It’s like a switch. Once the temperatures start to dip, enough for a sweater or scarf, my kitchen turns into a factory for homestyle cooking and baking. In this case, it’s Chipotle Pork Loin with warm-your-bones heat and spice.
Overall, it’s searing and sauce making. Pretty straight forward, and easy enough for a weekday dinner (you know me, anything less than 45 minutes after work is my go-to).
I’m not super crazy about spicy dishes, but the chipotle peppers add just enough heat to flirt with that gray line of being too hot to enjoy. If you’re sensitive to spice, only use one pepper.
I prefer pork loin, but feel free to use this recipe for pork chops. Add a side salad to balance the spice, or some potato wedges, and you’ll be cozying up to fall in no time!
- 2 chipotle chilies in adobo sauce, seeds removed, plus 2 tablespoons sauce from the can
- 4 garlic cloves
- 4 bay leaves
- 1 teaspoon ground cumin
- 1/2 teaspoon dried parsley
- 1/4 teaspoon ground cinnamon
- 3 tablespoons salt
- 1/3 cup extra virgin olive oil
- 1 large sweet onion, halved and sliced
- 1 cup canned fire-roasted diced tomatoes
- 4 sprigs fresh parsley, chopped
- 4 pork loins (abut 1.5 pounds), trimmed of excess fat
- Combine the chilies and adobo sauce, garlic, bay leaves, cumin, parsley, cinnamon and 3 tablespoons of salt in a food processor and pulse until it forms a paste. Transfer to a shallow dish.
- Add the olive oil, onion, fresh parsley and tomatoes to the dish. Mix well.

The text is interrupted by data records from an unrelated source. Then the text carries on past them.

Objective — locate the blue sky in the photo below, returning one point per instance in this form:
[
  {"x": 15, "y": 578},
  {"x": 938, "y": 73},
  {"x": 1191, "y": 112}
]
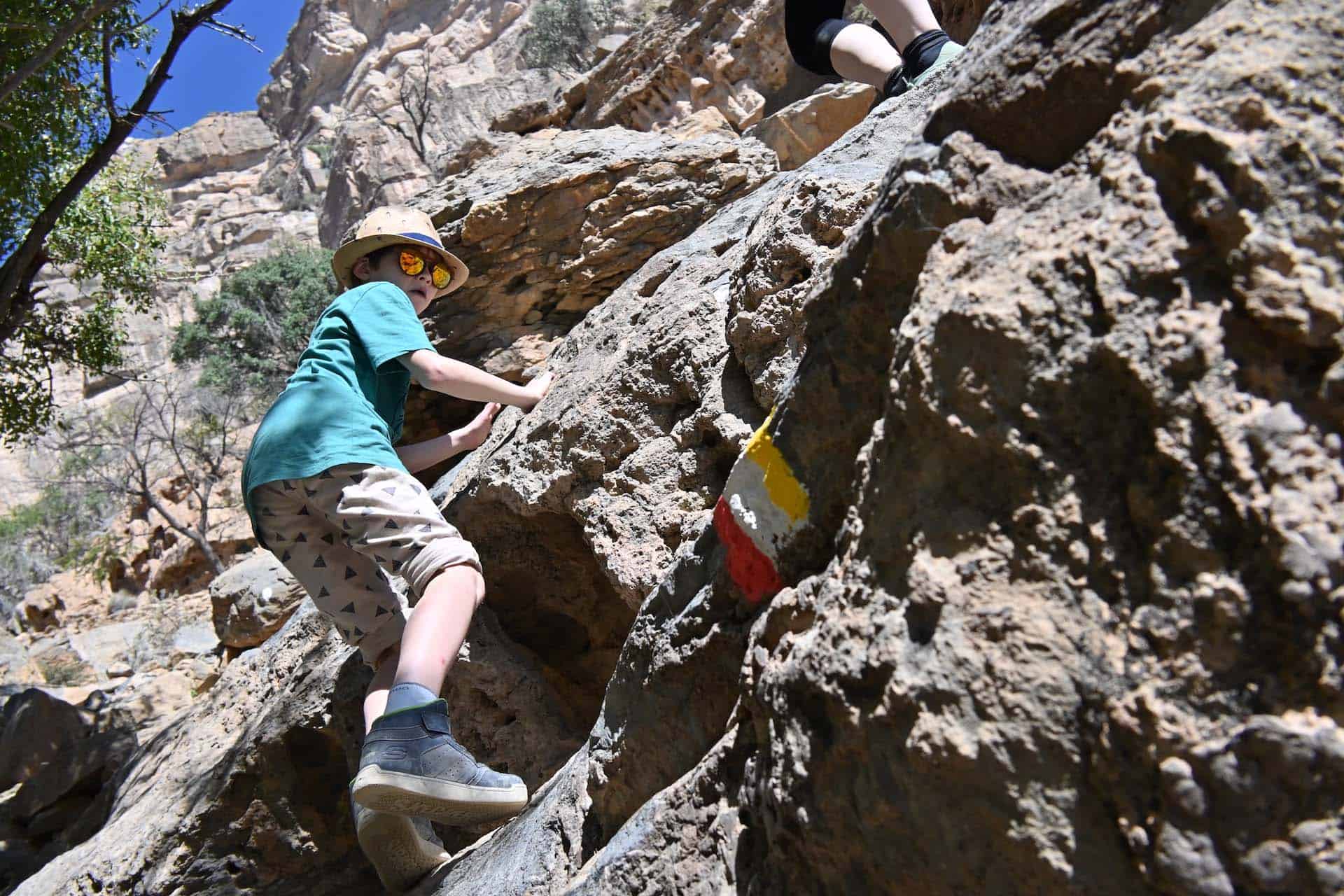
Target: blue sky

- Add the pork chops to the dish, turning to coat. Cover and refrigerate overnight.
- Preheat a grill pan to medium heat. Scrape off the pork and add to the hot pan. Cook, 7-8 minutes, rotating the pork 45 degrees halfway through to create a crosshatch pattern. Flip and repeat.
- Meanwhile, transfer the marinade to a small pot over medium heat. Add 1/4 cup water. Bring the marinade to a low boil, then reduce heat to low and simmer. When the pork is flipped, add some of the marinade on top of it.
- Remove pork, top with marinade and serve immediately.